Something about the Chatwin book immediately struck me as unique. And then I understood. How many major authors in recent years wrote actual letters using pen, ink, and paper? Chatwin was probably the last one. As Chatwin's biographer, Nicholas Shakespeare, says: "These constitute possibly the last letters by a contemporary author, from seven years old to shortly before his death, that are written on card and paper and not on Microsoft Word."
And Christian House writes in The Independent: "In her preface to this fascinating volume, [Chatwin's] widow Elizabeth asks whether, by dying at the dry-nib end of the time when writing letters was an everyday act, Chatwin represents the last great writer for whom such a collection will exist."
Good question. I do not know about you, but I used to write letters every week. Hidden away amongst several parcels recently sent to me by my uncle in Connecticut that had been in storage for 15+ years was a small collection of personal correspondence. In the photograph (at left) is a biscuit tin full of letters received by me more than 20 years ago, mainly from girlfriends but also from chums, family, and various school and university officials from England. I was a much greater presence in these peoples' lives then, but over the course of decades they have dropped away and we have become isolated from one another. Not that I mind. A cache of personal love-letters is a reminder that you were once loved. You were loved once, in other words, before you turned into a monster. And that is enough.

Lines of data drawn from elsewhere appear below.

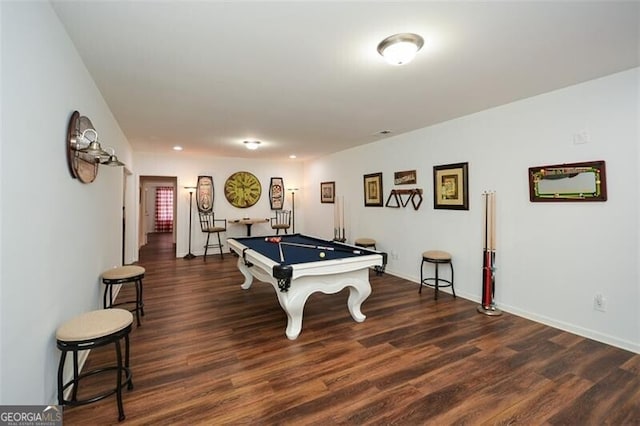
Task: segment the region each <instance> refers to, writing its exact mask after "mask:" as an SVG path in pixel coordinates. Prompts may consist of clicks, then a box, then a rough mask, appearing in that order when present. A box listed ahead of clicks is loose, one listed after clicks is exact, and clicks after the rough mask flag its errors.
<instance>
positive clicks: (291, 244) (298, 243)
mask: <svg viewBox="0 0 640 426" xmlns="http://www.w3.org/2000/svg"><path fill="white" fill-rule="evenodd" d="M279 244H281V245H283V246H294V247H302V248H309V249H314V250H326V251H341V252H345V253H353V254H362V250H352V249H346V248H345V249H343V248H339V247H327V246H316V245H313V244H302V243H285V242H282V243H279Z"/></svg>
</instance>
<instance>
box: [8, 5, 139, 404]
mask: <svg viewBox="0 0 640 426" xmlns="http://www.w3.org/2000/svg"><path fill="white" fill-rule="evenodd" d="M0 10H1V17H2V21H1V24H2V27H1V28H2V145H1V155H0V159H1V162H2V163H1V165H2V167H1V169H0V179H1V181H0V182H1V189H0V194H1V195H2V200H1V201H2V218H1V220H2V226H1V229H2V234H1V238H2V239H1V246H0V247H1V251H0V254H1V259H0V262H1V263H0V265H1V268H2V269H1V270H0V296H1V299H0V324H1V325H2V329H1V334H0V339H1V342H0V343H1V345H0V361H1V364H0V392H1V393H0V404H50V403H57V399H56V398H57V394H56V374H57V363H58V359H59V352H58V350H57V348H56V344H55V330H56V328H57V327H58V326H59V325H60V324H62V323H63V322H64V321H66V320H67V319H69V318H71V317H73V316H75V315H77V314H79V313H82V312H86V311H89V310H92V309H97V308H100V307H101V306H100V304H101V302H100V301H101V292H100V282H99V276H100V273H101V272H102V271H103V270H105V269H107V268H109V267H111V266H115V265H120V253H121V238H120V232H119V231H120V229H121V212H122V210H121V209H122V192H123V172H122V169H120V168H110V167H101V168H100V170H99V173H98V177H97V179H96V181H95V182H94V183H92V184H89V185H83V184H81V183H80V182H79V181H77V180H75V179H72V178H71V175H70V174H69V170H68V168H67V163H66V145H65V143H66V132H67V124H68V121H69V118H70V116H71V113H72V112H73V111H74V110H78V111H80V113H81V114H83V115H86V116H88V117H90V119H91V120H92V122H93V124H94V126H95V127H96V129H97V131H98V132H99V135H100V138H101V139H102V141H103V143H106V145H108V146H113V147H114V148H115V149H116V152H117V154H118V156H119V158H120V160H122V161H124V162H125V163H127V164H129V165H130V164H131V150H130V146H129V144H128V142H127V141H126V139H125V137H124V135H123V134H122V132H121V130H120V128H119V126H118V124H117V123H116V121H115V119H114V118H113V116H112V114H111V112H110V110H109V108H108V107H107V105H106V103H105V102H104V100H103V99H102V97H101V95H100V92H99V91H98V89H97V88H96V86H95V84H94V82H93V80H92V79H91V77H90V76H89V74H88V72H87V70H86V68H85V66H84V64H83V63H82V61H81V60H80V58H79V56H78V54H77V52H76V50H75V48H74V46H73V44H72V43H71V42H70V40H69V38H68V37H67V34H66V32H65V31H64V29H63V27H62V25H61V24H60V22H59V21H58V19H57V17H56V15H55V13H54V12H53V10H52V8H51V6H50V5H49V4H48V3H46V2H1V3H0ZM96 224H97V226H96Z"/></svg>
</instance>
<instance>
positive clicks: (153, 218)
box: [138, 176, 178, 257]
mask: <svg viewBox="0 0 640 426" xmlns="http://www.w3.org/2000/svg"><path fill="white" fill-rule="evenodd" d="M177 185H178V179H177V177H175V176H173V177H169V176H140V186H139V187H140V206H139V212H140V227H139V235H138V241H140V244H139V247H138V248H139V249H140V248H141V247H143V246H145V245H146V244H148V243H149V239H150V237H151V238H153V237H161V238H162V240H163V241H167V239H168V237H169V238H170V241H171V244H172V250H173V256H174V257H175V250H176V227H177V223H176V220H175V218H176V212H177V207H176V206H177V203H176V188H177Z"/></svg>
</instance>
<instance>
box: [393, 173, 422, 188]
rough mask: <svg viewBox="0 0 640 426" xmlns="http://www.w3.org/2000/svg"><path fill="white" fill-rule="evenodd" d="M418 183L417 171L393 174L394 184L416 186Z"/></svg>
mask: <svg viewBox="0 0 640 426" xmlns="http://www.w3.org/2000/svg"><path fill="white" fill-rule="evenodd" d="M417 182H418V178H417V177H416V171H415V170H405V171H403V172H395V173H394V174H393V183H394V184H395V185H414V184H416V183H417Z"/></svg>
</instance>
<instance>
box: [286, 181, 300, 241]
mask: <svg viewBox="0 0 640 426" xmlns="http://www.w3.org/2000/svg"><path fill="white" fill-rule="evenodd" d="M288 190H289V191H291V222H292V224H293V225H292V227H293V233H294V234H295V233H296V191H297V190H298V188H289V189H288Z"/></svg>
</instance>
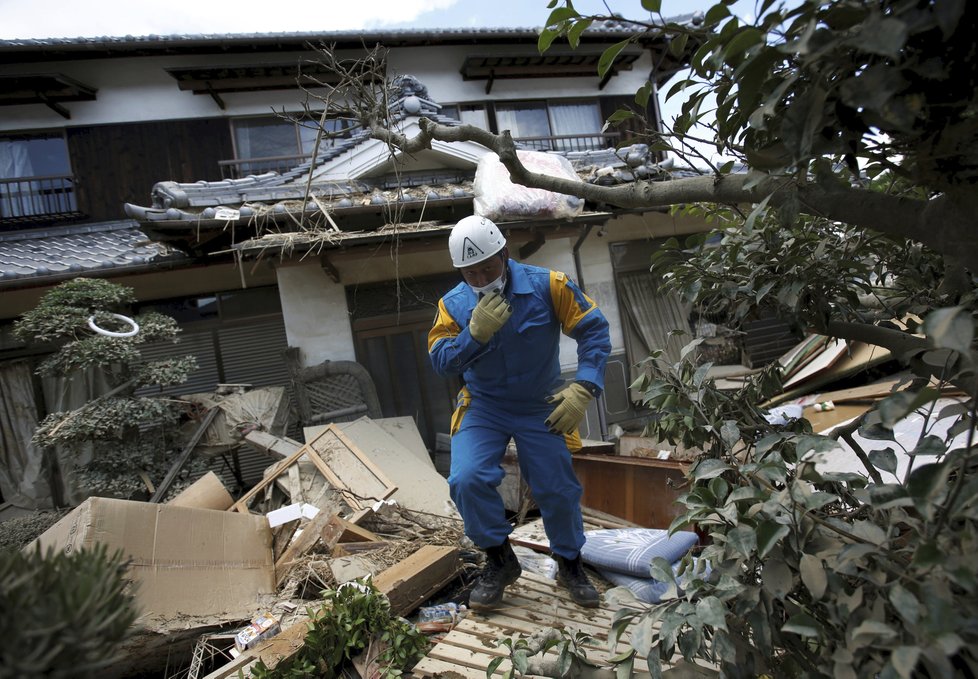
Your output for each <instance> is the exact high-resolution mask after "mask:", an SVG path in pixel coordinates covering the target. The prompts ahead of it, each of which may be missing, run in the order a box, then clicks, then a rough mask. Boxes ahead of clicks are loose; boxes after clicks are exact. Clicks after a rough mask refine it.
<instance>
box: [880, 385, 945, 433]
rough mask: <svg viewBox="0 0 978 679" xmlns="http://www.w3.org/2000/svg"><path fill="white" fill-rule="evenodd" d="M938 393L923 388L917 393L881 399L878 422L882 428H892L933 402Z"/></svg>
mask: <svg viewBox="0 0 978 679" xmlns="http://www.w3.org/2000/svg"><path fill="white" fill-rule="evenodd" d="M939 397H940V392H938V391H937V390H936V389H932V388H931V387H924V388H923V389H921V390H920V391H919V392H916V393H915V392H911V391H900V392H897V393H896V394H892V395H890V396H887V397H886V398H885V399H883V400H882V401H881V402H880V404H879V414H880V421H881V422H882V423H883V426H884V427H889V428H890V429H892V428H893V425H895V424H896V423H897V422H899V421H900V420H902V419H903V418H904V417H906V416H907V415H909V414H910V413H912V412H913V411H915V410H916V409H917V408H919V407H921V406H922V405H924V404H926V403H930V402H931V401H935V400H937V399H938V398H939Z"/></svg>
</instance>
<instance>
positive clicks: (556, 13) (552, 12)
mask: <svg viewBox="0 0 978 679" xmlns="http://www.w3.org/2000/svg"><path fill="white" fill-rule="evenodd" d="M579 16H581V15H580V14H578V13H577V10H575V9H574V8H573V7H558V8H557V9H555V10H553V11H552V12H551V13H550V16H549V17H547V23H545V24H544V26H556V25H557V24H559V23H561V22H564V21H567V20H569V19H576V18H577V17H579Z"/></svg>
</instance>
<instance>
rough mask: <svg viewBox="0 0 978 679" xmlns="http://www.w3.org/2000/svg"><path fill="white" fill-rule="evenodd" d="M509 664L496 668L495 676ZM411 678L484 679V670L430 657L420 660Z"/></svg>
mask: <svg viewBox="0 0 978 679" xmlns="http://www.w3.org/2000/svg"><path fill="white" fill-rule="evenodd" d="M509 666H510V663H509V662H508V661H507V662H503V663H500V664H499V667H498V668H496V672H495V674H502V673H503V671H504V670H505V669H509ZM413 672H414V673H413V674H412V676H414V677H446V678H450V679H457V678H461V679H486V671H485V670H484V669H475V668H472V667H463V666H461V665H457V664H455V663H452V662H445V661H444V660H438V659H437V658H432V657H430V656H428V657H424V658H422V659H421V660H420V661H419V662H418V664H417V665H415V666H414V670H413Z"/></svg>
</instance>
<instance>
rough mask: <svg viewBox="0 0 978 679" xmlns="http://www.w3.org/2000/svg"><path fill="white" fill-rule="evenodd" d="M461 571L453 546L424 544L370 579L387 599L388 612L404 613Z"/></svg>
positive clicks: (401, 613) (452, 577)
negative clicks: (443, 545)
mask: <svg viewBox="0 0 978 679" xmlns="http://www.w3.org/2000/svg"><path fill="white" fill-rule="evenodd" d="M461 570H462V561H461V559H460V558H459V550H458V548H457V547H435V546H433V545H425V546H424V547H422V548H421V549H419V550H418V551H416V552H415V553H414V554H412V555H411V556H409V557H408V558H406V559H404V561H401V562H400V563H398V564H396V565H394V566H391V567H390V568H388V569H387V570H385V571H383V572H382V573H380V574H379V575H378V576H377V577H376V578H374V585H375V586H376V587H377V589H379V590H380V591H381V592H383V593H384V594H386V595H387V598H388V599H390V601H391V613H393V614H394V615H408V614H409V613H411V611H413V610H414V609H416V608H417V607H418V606H420V605H421V604H422V603H423V602H424V601H426V600H427V599H429V598H431V596H433V595H434V594H436V593H437V592H438V591H439V590H440V589H442V588H443V587H444V586H445V585H447V584H448V583H449V582H451V581H452V580H453V579H454V578H455V577H456V576H457V575H458V574H459V573H460V572H461Z"/></svg>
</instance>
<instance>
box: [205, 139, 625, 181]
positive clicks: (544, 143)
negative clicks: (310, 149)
mask: <svg viewBox="0 0 978 679" xmlns="http://www.w3.org/2000/svg"><path fill="white" fill-rule="evenodd" d="M620 139H621V134H620V133H618V132H603V133H602V132H597V133H594V134H563V135H549V136H545V137H514V141H516V143H517V144H518V145H519V146H520V147H521V148H524V149H529V150H532V151H559V152H564V153H566V152H571V151H599V150H603V149H610V148H614V147H615V145H616V144H617V143H618V142H619V140H620ZM310 160H312V155H311V154H302V155H281V156H265V157H261V158H240V159H234V160H221V161H218V166H219V167H220V169H221V179H241V178H242V177H248V176H250V175H259V174H264V173H266V172H278V173H279V174H283V173H285V172H288V171H289V170H291V169H293V168H295V167H296V166H298V165H301V164H302V163H307V162H309V161H310Z"/></svg>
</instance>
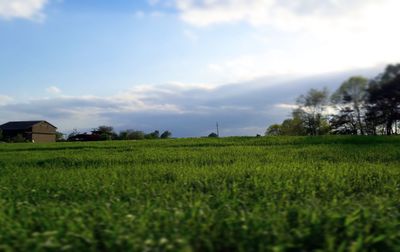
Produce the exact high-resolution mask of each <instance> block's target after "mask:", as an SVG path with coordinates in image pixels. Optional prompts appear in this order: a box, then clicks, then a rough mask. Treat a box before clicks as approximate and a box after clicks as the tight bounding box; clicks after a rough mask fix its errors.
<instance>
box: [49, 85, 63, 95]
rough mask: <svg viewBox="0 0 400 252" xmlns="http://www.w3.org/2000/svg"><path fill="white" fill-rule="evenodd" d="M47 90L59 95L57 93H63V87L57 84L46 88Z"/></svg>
mask: <svg viewBox="0 0 400 252" xmlns="http://www.w3.org/2000/svg"><path fill="white" fill-rule="evenodd" d="M46 92H47V93H49V94H53V95H57V94H61V89H59V88H58V87H56V86H51V87H48V88H46Z"/></svg>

Times have changed. Today the bitter-sweet track-record of recent relationships and love affairs can be obliterated simply by pushing a button. And it often is. But can it be removed from one's memory? Not very easily. Unless one consumes consistently vast amounts of wine and codeine. And even then, I can report, it is not so effective. God knows I am trying. With the actual matter in front of you it is harder to get rid of the evidence, at least for a homesick cretin like me. So the love-letters sit in a side drawer or in the back of a changing room closet.
One of the advantages of the anonymity afforded by the electronic newspaper column format is the freedom to be candid. In person, if I were to discuss it, I would probably turn scarlet and mumble something and turn away. So with that in mind I will reveal to you, in an Admiral Cod exclusive, that in one of the piles of letters here is a small lavender envelope containing the last letter written to me by my first love and a lock of her light auburn hair from England in the late 1980s. Silly? Not to a 17-year old. But at my age? I dare not look. In fact I do not plan to read any of these letters ever again. Once or twice is enough, I think.
In a recent review of his friend's book of letters, the French author Paul Theroux said: "But with each passing year I am more convinced that [Chatwin] was the real thing, an original in all his work, and Rimbaudesque in acting on his belief that life is elsewhere."
Yes, indeed, both life and love, Theroux might have added, are elsewhere. It is a belief to which I have adhered for years. The future is provisional.